Separate bank accounts
Financial records can quickly get muddled when you use business money for personal expenses and vice-versa. This is a particular problem for sole proprietors. They earn all the money, so all the money is the same, right? Wrong. To the IRS, all money is not the same, and without clear records of business expenses, you can face a lot of headaches when it comes to completing your tax forms.
By having a separate business banking account, you’ll have a solid record of expenses incurred, the type/category of expenses and a view of overall cash flow. Not only will this make it easier come tax time, it will also provide you with a blueprint to see what’s happening in your company at the dollars-and-cents level.
Pay close attention to payroll
If you have employees, payroll is likely one of your biggest expenditures. It’s very important to make sure that all aspects of payroll accounting such as wages, benefits, overtime and other costs are accurate and up to date. Good payroll accounting practices will help you efficiently track expenses, plus the IRS will appreciate it.
Consider professional help
Owners of small businesses have a lot of theories about what it takes to be successful. Sometimes one of those theories is, “It’s better to do my own taxes and accounting and save a few bucks.” This theory can work, but it can also backfire.
Business taxes are quite different from personal taxes. If you’ve been in the work world for years as an employee, you may have worked through your share of 1040 forms.
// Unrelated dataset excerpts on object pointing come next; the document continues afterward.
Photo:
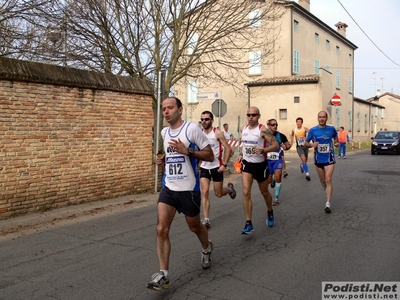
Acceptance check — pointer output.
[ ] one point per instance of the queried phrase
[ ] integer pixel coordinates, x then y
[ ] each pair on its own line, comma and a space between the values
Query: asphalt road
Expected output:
113, 255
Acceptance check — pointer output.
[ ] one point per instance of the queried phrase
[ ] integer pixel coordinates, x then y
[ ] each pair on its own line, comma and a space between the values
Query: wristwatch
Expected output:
191, 151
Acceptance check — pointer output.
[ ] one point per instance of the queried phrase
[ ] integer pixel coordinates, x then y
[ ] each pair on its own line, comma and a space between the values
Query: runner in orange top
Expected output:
300, 133
343, 138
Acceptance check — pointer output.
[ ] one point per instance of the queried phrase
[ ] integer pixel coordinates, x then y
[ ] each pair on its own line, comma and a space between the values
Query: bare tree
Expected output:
17, 35
190, 39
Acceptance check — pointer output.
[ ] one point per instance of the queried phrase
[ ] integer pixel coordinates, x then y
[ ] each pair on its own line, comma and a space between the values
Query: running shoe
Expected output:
270, 219
158, 281
206, 259
232, 192
248, 229
273, 181
206, 222
328, 208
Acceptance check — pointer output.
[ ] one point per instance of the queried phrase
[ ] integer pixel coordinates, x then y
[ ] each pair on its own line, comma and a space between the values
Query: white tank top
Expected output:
217, 149
252, 138
181, 170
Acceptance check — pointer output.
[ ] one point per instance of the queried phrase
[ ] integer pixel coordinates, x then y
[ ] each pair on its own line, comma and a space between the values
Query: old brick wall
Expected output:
69, 136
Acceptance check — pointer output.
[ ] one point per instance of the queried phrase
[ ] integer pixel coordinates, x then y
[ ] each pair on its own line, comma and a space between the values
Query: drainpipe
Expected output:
248, 96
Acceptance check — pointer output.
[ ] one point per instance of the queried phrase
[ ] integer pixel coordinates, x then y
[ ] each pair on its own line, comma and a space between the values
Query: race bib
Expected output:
323, 148
176, 168
249, 150
301, 141
273, 155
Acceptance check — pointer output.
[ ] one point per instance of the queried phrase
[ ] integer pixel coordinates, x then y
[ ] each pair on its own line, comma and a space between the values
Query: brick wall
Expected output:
69, 136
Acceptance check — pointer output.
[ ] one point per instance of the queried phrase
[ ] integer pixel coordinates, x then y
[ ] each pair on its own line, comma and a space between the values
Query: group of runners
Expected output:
194, 156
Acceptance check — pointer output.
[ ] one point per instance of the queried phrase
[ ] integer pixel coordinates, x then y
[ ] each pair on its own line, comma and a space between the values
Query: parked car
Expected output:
386, 142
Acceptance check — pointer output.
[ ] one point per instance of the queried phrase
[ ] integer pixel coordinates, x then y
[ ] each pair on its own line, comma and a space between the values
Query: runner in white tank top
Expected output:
214, 170
184, 145
254, 165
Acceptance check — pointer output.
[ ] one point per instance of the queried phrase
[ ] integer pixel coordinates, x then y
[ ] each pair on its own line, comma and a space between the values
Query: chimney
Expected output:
305, 4
341, 28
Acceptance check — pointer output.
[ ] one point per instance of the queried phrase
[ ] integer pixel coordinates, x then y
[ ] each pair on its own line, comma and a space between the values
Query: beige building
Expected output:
316, 62
390, 116
368, 119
As a business owner, you’ll be responsible for other forms, such as a Schedule C, which shows self-employment income and expense. If you have employees, another form will be required. Depending on how you do business, you may find that you need a multitude of potentially confusing forms.
In the long run, a good accountant can save money for a small business. He or she knows the most current tax laws and will be experienced in keeping the tax responsibility as low as legally possible. Plus, a professional accountant will save business owners the time and hassle of bookkeeping, payroll, & financial report preparation, all of which require a great deal of attention and planning.
Running a small business requires the wearing of many hats. With your accounting hat firmly in place, you’ll be preparing a smoother road ahead as your business grows and changes.
For timely tax and accounting assistance, the experts at W. Cotton Mather are ready to help. If you’re running a small business in the Pittsburgh area, call us at (412) 931-1617 to discuss your accounting needs.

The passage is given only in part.